Scavenger Life Episode 82: What's Happening In Your eBay Store This Week?

An example of our Panasonic GH1 and 20mm Pancake lens with a shallow depth of field.

Jay and Ryanne talk about what's happening in their store this week. A $1000 day, while rare, was a welcome deluge. We start doing our taxes with the help of GoDaddy Bookkeeping. Jay mentioned the New York Times article You Can’t Take It With You, but You Still Want More. Suzanne Wells gives us a great tip on how to see eBay Best Offer prices. Check out this variety of polymailers on Amazon. I pretty much get every size to be honest. We also mention our Panasonic GH series camera and 20mm lens that we love. We also love the Canon PowerShot cameras for a simpler point and shoot.

Direct .mp3 link. Direct ogg vorbis link.
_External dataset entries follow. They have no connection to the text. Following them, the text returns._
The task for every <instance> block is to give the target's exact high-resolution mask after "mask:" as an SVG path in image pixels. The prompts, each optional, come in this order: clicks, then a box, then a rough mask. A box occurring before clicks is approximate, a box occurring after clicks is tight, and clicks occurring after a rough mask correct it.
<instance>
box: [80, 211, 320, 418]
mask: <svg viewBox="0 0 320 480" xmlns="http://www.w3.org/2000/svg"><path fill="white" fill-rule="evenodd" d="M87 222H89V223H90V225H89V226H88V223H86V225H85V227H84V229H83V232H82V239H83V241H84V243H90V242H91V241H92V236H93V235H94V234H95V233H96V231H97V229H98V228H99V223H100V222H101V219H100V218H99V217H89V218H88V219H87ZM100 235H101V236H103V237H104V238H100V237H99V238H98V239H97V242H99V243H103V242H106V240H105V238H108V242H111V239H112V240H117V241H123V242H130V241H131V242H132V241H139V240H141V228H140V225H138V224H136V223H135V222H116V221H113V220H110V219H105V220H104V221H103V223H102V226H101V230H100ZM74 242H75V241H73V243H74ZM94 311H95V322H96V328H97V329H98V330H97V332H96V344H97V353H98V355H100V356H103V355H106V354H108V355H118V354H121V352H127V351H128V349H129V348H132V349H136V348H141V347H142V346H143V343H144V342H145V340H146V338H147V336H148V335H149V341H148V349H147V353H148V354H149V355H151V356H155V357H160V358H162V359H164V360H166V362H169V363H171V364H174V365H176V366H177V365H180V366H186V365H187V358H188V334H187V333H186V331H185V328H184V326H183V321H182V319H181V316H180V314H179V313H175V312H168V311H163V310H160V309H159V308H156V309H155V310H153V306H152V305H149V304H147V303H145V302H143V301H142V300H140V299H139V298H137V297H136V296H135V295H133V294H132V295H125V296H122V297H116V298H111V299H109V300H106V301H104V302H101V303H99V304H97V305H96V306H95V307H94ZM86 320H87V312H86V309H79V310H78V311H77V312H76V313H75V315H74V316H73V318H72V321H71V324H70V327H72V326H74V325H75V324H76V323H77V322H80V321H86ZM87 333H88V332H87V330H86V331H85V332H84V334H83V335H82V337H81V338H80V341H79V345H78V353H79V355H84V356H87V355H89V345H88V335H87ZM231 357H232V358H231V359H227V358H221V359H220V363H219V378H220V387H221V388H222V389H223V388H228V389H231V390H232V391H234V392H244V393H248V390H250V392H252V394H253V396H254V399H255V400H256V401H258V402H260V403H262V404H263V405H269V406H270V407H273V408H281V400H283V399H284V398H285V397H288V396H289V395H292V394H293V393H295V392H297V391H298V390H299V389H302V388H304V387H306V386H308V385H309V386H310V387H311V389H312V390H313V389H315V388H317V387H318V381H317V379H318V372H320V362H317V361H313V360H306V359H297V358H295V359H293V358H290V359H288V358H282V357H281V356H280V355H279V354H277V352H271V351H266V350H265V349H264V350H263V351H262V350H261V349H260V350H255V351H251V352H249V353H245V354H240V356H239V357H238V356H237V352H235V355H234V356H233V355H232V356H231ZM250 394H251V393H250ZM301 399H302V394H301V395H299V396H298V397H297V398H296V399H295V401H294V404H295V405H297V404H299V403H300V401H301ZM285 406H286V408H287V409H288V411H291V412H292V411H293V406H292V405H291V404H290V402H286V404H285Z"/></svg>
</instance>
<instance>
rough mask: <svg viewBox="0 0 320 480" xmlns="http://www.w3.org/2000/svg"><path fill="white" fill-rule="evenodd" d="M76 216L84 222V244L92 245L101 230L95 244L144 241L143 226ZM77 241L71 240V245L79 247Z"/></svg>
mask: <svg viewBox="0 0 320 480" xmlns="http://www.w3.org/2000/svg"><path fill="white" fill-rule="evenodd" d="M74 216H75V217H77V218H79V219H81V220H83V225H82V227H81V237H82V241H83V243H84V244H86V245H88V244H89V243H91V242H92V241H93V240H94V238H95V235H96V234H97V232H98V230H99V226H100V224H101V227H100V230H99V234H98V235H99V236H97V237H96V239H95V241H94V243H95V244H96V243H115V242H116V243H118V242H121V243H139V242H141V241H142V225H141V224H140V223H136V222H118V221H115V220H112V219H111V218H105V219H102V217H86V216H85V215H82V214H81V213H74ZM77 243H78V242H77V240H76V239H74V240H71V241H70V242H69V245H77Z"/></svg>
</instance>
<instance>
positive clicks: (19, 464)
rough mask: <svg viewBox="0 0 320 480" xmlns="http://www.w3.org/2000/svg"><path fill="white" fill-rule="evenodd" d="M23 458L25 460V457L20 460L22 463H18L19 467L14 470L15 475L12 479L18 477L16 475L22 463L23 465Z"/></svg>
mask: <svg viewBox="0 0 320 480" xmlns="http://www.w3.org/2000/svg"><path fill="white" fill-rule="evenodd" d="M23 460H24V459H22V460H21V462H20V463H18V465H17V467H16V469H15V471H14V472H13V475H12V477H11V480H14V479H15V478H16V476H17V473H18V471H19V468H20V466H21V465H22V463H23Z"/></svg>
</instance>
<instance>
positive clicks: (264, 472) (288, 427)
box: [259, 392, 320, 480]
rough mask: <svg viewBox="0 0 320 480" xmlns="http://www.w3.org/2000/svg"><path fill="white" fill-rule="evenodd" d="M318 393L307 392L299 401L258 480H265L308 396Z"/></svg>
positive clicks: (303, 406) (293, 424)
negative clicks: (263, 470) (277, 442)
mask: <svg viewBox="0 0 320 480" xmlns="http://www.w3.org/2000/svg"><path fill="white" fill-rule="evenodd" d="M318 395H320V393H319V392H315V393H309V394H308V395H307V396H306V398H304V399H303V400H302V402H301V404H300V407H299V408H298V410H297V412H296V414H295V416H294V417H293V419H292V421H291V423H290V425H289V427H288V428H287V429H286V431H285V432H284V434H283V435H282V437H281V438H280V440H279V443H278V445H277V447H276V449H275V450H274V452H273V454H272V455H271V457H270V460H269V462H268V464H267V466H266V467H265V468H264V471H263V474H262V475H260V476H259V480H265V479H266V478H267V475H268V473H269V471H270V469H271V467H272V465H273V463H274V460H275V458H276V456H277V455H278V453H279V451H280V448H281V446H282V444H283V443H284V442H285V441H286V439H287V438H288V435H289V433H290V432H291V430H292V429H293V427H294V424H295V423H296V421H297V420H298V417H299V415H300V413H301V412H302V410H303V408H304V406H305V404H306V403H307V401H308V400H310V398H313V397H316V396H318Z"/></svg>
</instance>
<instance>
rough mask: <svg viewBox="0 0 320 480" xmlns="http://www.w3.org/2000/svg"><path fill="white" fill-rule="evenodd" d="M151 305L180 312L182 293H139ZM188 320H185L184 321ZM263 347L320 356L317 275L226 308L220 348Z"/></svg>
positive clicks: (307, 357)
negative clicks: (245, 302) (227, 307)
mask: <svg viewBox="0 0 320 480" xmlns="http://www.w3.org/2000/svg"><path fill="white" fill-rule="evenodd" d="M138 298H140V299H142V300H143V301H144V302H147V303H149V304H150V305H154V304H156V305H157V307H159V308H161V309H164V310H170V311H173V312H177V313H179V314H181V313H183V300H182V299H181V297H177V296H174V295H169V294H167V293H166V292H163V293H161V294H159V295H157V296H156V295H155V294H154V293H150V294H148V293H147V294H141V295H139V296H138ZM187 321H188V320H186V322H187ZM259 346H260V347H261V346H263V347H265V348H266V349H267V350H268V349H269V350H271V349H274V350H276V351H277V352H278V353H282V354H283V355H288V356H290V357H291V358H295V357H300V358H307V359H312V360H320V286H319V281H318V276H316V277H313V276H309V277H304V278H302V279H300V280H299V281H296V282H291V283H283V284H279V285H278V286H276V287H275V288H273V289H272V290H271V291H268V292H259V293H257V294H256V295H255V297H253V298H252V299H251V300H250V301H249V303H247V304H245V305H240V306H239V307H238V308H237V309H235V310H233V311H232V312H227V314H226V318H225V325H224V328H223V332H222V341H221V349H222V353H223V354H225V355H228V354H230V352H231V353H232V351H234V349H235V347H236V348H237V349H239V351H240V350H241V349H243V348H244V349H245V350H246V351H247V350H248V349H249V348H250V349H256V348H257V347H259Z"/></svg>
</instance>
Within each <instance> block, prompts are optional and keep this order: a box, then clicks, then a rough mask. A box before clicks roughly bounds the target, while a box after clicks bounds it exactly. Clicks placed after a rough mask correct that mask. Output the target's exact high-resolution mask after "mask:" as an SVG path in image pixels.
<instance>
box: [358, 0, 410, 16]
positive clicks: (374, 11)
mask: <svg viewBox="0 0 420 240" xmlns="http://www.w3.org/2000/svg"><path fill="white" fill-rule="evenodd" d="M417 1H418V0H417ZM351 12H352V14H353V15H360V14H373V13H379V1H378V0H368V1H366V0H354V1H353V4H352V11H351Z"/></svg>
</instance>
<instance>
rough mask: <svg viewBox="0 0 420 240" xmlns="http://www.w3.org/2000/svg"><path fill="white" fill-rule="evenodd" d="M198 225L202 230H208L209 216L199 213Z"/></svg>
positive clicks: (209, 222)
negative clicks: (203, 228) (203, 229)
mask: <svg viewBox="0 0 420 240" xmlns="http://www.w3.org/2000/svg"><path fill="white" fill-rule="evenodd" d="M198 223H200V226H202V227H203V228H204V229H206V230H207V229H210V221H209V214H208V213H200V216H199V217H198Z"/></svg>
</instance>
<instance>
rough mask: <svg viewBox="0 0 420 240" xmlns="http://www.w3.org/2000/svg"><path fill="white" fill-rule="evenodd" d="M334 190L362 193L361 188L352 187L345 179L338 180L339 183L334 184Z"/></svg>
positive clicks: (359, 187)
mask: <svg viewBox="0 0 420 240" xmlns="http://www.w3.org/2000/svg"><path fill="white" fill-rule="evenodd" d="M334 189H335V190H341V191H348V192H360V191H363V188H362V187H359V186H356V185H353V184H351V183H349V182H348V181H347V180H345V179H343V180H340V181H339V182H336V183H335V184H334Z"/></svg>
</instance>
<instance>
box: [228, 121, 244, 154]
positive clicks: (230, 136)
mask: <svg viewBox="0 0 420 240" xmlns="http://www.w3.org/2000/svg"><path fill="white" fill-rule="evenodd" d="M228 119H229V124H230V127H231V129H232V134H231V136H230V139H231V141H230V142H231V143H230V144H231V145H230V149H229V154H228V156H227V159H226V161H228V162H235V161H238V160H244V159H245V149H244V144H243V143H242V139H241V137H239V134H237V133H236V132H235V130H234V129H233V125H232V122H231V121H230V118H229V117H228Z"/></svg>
We've included our weekly Ebay numbers below. In the comments, go ahead and post what you've done this week. And let us know if there are other numbers you want us to share.

The Weekly Scavenger Numbers

Jay and Ryanne’s Store Week Jan 5-11, 2014

  • Total Items in Store: 3025
  • Items Sold: 71
  • Total Sales: $2566.54
  • Highest Price Sold: $150.00 (King Size Goose Down Duvet)
  • Average Price Sold: $36.14
  • Returns: 3
  • Positive Feedback: 35
  • Neutral Feedback: 0
  • Negative Feedback: 0


  1. If you have to do photos indoors and not near a window (like me), there are these CFL bulbs called "Daylight" bulbs that give off a whiter light than the yellowish light of other bulbs. They make your whites whiter and brights brighter!

    1. Absolutely. There are lighting kits you can buy, or just get these Daylight CFL's as you suggest. But to get good lighting without shadows takes some skill. Sounds like you've figured it out.

  2. Hey guys!
    About the metals...
    Silver is usually marked .925 , sterling, and italy. Older Silver from europe is usually marked .800 and all tha pertains to the purity pf the metal. .925 is 92.5% and so forth.. (sterling and .925. Is the same thing)
    Gold is a bit more complex. Im sure you know gold is marked by Karats. Pure gold is 24K and that just means it is 24 parts gold out of 24 parts. Example, 14k gold (the most common gold) is only 58% gold. 14/24. It is 14 parts gold out of 24, so the other ten is fillers and other metals. (I hope this is making some sense).
    The easiest way to spot gold without testing it is to look at all the makers marks and such. It will usually have a mark or initials from who made the piece, followed by 10k, 14k, 18k etc...
    Now, if it says 14k Gf, or 14k GE or GP, Then it is gold plated and is not worth much unless its an antique or rare etc. (Gold Faced, Gold Etched, Gold Plated).

    I hope this helps, and makes sense! I typed this up on a little POS phone :P lol. If there is any questions, feel free to ask!
    -- Matt

    1. I did know a little but about these numbers, but this is great info. I see the men who only look at the silverware and jewelry on the offhand chance someone missed a valuable piece. Seems a bit like the guys who do the metal detectors on the beach.

      Then I see the guys at the auctions who bid against each other for coins or silver/gold pieces. These items always go for a high price and seem to fall within the current value of the metal. I guess they buy to hedge their bets against inflation? I just don't see the profit.

    2. Its Generally being bought 5%-ish under spot price and they buy ALOT to nake money.
      I have ads on Craigalist, and I will occasionally get a call ever 2 weeks or so. I buy for about 65% of spot price, which is wayyyy more than what pawnshops and gold buyers pay! Lol, its just an extra 300-500$ bucks or so a month
      Cant complain about that for not really doing anything! :)
      -- Matt

    3. That's a nice gig. Who do you sell the metal to? Why don't the people just sell it to those people to get a higher price? It's always interesting to me when people leave money on the table.

  3. new to your do you store all of your stuff?

    1. In Episode 32 Mikey and Jay do an amazing job of answering that

    2. Thanks for the link Charles. There's also a search field in the top right hand of the sidebar that lets you search for old topics.

      You can also check out our Topics page:

  4. Thanks for addressing my question this week. I also tried stuffing coupons into packages in hopes of repeat sales, and after a few months of nothing, I gave up on that. I think, like you said it must be easier for niche sellers (printer cartridges, shipping supplies, people who just do clothing, etc.) to build up more of a following. Like you guys, I sell just about everything. Now back to listing :)

    1. I really think of "eBay" and "Amazon" as one big store. Stuff just may come from different places.

      Other than those niche sellers, I have no idea how to gain loyalty other than do a good job on each sale. We do see people come back year to year, but its rare.

      We could also start our own website where we sell all our own stuff. Ive seen some vintage sellers take this route but have no idea if they get the same traffic that eBay provides.

  5. I listed while listening to both podcasts this week:) lol...thanks for keeping me company and keeping me on track!